The new diggings were discovered on Saturday, and the next day (Sunday) nearly all the male inhabitants of Johntown went up to the head of Gold Cañon to take a look at and “pass upon” the new mines. The majority of the sagacious citizens of the then mining metropolis of the country did not think much of the new strike. They had placer-mines near at home, five miles below, that prospected much better. However, “Old Pancake” and some of others interested in the new diggings, blowed about them as being the big thing of the country.

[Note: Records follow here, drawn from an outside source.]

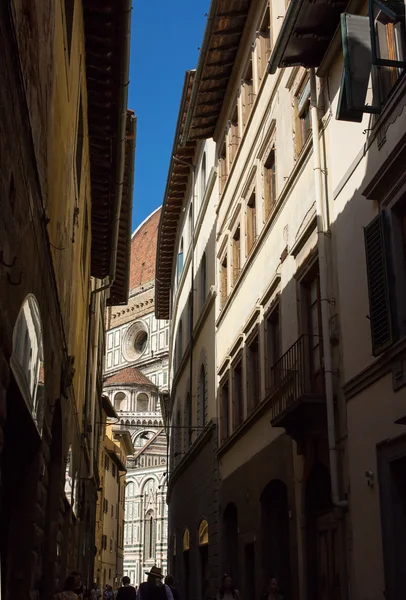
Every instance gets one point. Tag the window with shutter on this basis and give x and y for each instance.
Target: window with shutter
(247, 94)
(376, 251)
(223, 167)
(253, 379)
(233, 137)
(273, 342)
(237, 397)
(269, 184)
(357, 53)
(180, 261)
(223, 281)
(224, 411)
(302, 116)
(264, 43)
(251, 223)
(236, 254)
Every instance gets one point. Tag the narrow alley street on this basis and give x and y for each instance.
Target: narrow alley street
(203, 359)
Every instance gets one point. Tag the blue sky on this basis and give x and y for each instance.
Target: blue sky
(165, 39)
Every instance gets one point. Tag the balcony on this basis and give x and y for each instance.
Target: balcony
(296, 390)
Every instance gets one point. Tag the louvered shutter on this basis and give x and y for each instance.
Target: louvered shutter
(356, 39)
(380, 313)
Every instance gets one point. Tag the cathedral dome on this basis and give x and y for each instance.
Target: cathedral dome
(143, 251)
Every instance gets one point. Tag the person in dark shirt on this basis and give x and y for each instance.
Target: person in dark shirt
(127, 592)
(153, 588)
(170, 582)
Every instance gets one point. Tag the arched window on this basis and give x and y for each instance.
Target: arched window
(187, 422)
(27, 359)
(177, 437)
(203, 280)
(120, 401)
(203, 178)
(142, 403)
(149, 536)
(180, 260)
(189, 318)
(180, 343)
(190, 223)
(202, 399)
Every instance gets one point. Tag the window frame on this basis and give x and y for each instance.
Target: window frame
(238, 405)
(236, 253)
(251, 228)
(299, 109)
(224, 429)
(253, 379)
(224, 278)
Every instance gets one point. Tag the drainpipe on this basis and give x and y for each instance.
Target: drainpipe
(322, 233)
(192, 271)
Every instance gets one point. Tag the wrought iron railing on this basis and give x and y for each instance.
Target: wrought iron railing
(293, 377)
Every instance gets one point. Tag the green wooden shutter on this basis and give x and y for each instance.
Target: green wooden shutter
(378, 284)
(356, 39)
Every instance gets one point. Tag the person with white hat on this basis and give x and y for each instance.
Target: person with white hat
(153, 588)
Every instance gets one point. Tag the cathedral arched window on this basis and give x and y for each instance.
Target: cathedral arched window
(27, 359)
(142, 403)
(120, 401)
(149, 536)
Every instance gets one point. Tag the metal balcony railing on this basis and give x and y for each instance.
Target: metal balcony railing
(293, 378)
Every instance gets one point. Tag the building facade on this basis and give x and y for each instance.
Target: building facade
(116, 446)
(309, 266)
(187, 232)
(57, 249)
(136, 381)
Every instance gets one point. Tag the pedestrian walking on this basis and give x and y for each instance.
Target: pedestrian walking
(227, 590)
(153, 588)
(108, 592)
(170, 582)
(127, 591)
(68, 592)
(79, 587)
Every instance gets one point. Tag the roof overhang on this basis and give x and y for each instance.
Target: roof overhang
(120, 289)
(107, 33)
(225, 25)
(306, 33)
(124, 436)
(176, 188)
(108, 408)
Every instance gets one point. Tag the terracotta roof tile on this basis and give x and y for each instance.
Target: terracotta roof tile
(129, 375)
(143, 251)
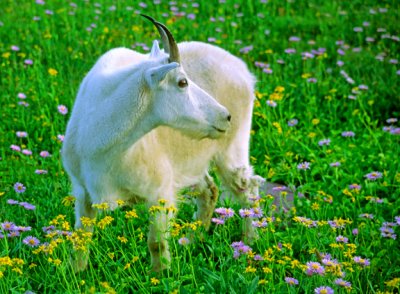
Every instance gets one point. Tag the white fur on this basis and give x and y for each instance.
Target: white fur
(135, 135)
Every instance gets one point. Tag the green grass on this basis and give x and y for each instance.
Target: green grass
(63, 50)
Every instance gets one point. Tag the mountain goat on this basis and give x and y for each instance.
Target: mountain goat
(145, 126)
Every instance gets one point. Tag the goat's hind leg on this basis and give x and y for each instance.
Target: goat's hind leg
(207, 196)
(83, 208)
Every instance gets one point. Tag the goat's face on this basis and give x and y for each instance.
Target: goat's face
(179, 103)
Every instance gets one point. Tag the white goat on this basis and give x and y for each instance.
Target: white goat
(145, 126)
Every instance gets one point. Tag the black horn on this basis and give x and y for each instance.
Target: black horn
(168, 40)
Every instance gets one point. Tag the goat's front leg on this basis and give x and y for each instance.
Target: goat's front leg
(157, 242)
(206, 200)
(242, 184)
(83, 208)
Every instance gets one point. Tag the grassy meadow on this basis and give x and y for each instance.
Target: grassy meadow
(325, 126)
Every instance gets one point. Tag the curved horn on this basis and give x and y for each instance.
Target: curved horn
(168, 40)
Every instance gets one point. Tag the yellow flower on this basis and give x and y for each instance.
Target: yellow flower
(105, 221)
(68, 200)
(250, 269)
(315, 121)
(52, 71)
(267, 270)
(87, 222)
(395, 283)
(122, 239)
(315, 206)
(131, 214)
(101, 206)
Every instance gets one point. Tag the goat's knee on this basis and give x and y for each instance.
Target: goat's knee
(206, 200)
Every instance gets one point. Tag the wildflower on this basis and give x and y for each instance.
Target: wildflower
(62, 109)
(355, 187)
(218, 221)
(27, 206)
(361, 261)
(31, 241)
(225, 212)
(8, 226)
(373, 176)
(366, 215)
(19, 188)
(304, 165)
(324, 142)
(293, 122)
(245, 213)
(348, 134)
(324, 290)
(44, 154)
(314, 268)
(291, 281)
(21, 134)
(183, 241)
(52, 72)
(335, 164)
(342, 239)
(26, 152)
(391, 120)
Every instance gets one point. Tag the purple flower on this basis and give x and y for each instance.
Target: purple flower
(15, 148)
(314, 268)
(293, 122)
(19, 188)
(294, 39)
(348, 134)
(291, 281)
(304, 165)
(355, 187)
(324, 290)
(27, 206)
(246, 213)
(44, 154)
(373, 176)
(62, 109)
(184, 241)
(342, 283)
(324, 142)
(335, 164)
(31, 241)
(342, 239)
(218, 221)
(225, 212)
(271, 103)
(26, 152)
(366, 215)
(8, 226)
(361, 261)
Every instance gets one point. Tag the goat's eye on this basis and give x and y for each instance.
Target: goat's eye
(182, 83)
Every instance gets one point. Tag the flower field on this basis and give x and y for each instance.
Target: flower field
(325, 128)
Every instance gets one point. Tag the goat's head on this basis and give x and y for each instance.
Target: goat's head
(178, 101)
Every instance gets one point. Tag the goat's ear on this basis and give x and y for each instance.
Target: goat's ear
(155, 50)
(155, 75)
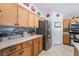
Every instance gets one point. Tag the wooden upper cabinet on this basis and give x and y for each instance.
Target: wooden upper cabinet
(22, 17)
(73, 20)
(36, 21)
(36, 47)
(66, 23)
(77, 20)
(31, 20)
(40, 44)
(66, 39)
(8, 14)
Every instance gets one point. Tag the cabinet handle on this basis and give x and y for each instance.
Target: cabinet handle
(0, 10)
(13, 49)
(22, 51)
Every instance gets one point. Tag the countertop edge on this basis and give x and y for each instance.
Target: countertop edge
(9, 43)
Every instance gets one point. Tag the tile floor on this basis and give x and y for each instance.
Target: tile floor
(59, 50)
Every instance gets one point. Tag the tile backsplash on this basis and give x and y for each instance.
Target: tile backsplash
(8, 31)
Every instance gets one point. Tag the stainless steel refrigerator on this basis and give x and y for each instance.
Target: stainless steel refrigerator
(45, 30)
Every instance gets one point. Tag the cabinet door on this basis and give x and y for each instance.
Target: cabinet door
(31, 20)
(66, 39)
(77, 20)
(66, 23)
(22, 17)
(36, 21)
(76, 52)
(27, 51)
(73, 20)
(36, 47)
(40, 44)
(0, 53)
(8, 14)
(18, 53)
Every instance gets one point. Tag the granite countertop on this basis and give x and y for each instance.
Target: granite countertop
(12, 42)
(76, 45)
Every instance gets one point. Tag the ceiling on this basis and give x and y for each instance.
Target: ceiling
(68, 9)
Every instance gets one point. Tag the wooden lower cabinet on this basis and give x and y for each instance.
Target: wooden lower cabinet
(0, 53)
(76, 52)
(11, 50)
(18, 53)
(28, 48)
(26, 51)
(40, 44)
(35, 51)
(66, 39)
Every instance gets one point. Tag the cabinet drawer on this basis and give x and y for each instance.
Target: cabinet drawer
(18, 53)
(27, 43)
(0, 53)
(11, 49)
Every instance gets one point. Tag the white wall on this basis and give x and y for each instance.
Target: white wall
(68, 9)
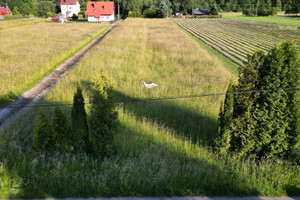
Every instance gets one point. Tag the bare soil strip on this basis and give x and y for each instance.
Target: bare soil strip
(187, 198)
(35, 94)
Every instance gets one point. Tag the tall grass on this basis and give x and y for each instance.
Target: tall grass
(29, 53)
(163, 148)
(7, 24)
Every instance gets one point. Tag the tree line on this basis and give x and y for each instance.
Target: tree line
(159, 8)
(93, 135)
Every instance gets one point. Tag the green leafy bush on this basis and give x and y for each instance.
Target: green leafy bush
(265, 123)
(61, 131)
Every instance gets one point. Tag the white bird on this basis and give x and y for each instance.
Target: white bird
(150, 85)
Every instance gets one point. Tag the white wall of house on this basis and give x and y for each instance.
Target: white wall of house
(103, 18)
(93, 19)
(70, 10)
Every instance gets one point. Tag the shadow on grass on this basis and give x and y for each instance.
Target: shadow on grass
(144, 165)
(7, 99)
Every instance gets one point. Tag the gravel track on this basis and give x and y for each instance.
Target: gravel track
(10, 113)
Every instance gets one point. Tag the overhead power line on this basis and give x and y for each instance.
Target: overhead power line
(130, 100)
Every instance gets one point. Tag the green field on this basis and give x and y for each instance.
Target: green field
(163, 148)
(7, 24)
(235, 39)
(28, 53)
(276, 19)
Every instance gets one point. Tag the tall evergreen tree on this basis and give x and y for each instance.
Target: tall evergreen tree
(61, 131)
(265, 123)
(243, 124)
(79, 123)
(103, 121)
(272, 107)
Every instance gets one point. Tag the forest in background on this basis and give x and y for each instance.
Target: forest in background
(150, 8)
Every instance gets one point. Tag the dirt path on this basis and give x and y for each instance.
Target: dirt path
(35, 94)
(187, 198)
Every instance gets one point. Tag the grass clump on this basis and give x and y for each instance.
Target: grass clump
(162, 148)
(80, 130)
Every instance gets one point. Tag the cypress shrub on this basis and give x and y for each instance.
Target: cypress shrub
(265, 123)
(103, 120)
(61, 131)
(42, 138)
(79, 123)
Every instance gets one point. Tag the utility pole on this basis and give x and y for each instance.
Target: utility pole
(118, 11)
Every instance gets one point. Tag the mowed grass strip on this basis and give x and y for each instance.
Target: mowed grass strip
(6, 24)
(290, 21)
(29, 53)
(163, 148)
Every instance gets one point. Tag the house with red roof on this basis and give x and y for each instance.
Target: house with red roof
(4, 11)
(99, 11)
(69, 7)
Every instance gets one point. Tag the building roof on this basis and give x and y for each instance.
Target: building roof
(97, 8)
(200, 12)
(4, 11)
(68, 2)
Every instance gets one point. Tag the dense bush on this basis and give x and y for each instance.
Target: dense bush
(266, 123)
(42, 139)
(214, 10)
(152, 12)
(103, 120)
(74, 17)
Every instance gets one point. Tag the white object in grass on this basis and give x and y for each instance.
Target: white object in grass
(150, 85)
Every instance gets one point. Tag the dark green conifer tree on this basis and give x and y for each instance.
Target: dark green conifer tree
(272, 111)
(42, 138)
(79, 123)
(103, 121)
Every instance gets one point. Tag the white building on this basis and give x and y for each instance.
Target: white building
(99, 11)
(69, 7)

Although the prospects at first may not all have been as large as stated by Bishop, who is quoted above, yet Comstock, Old Virginia, and party soon reached very rich dirt—very much richer than Comstock had ever found in any part of his American Ravine claim, where he worked the braves of the Piute tribe. Starting in at about $5 per day, they were soon making from $15 to $20, and for a time even more to the man. Believing they were working placer-mines, they were at times moved too far away from the main deposit of decomposed croppings, when they made small wages until they got back and started again on the right track.

It was not long before most of the Johntowners had moved to Gold Hill, camping under the trees at first, then building shanties and eventually putting up substantial log-houses.

Thus was first discovered, located, and worked that portion of the Comstock lode lying under the town of Gold Hill, and containing the Belcher, Crown Point, Yellow Jacket, Imperial, Empire, Kentuck, and other leading mines of the country—mines that have yielded millions upon millions in gold and silver bullion.

It was not, however, until these mines had been worked for two or three years, that they were positively known to be silver-mines and a continuation of the Comstock lead, then being so successfully mined upon a mile north, at Virginia City.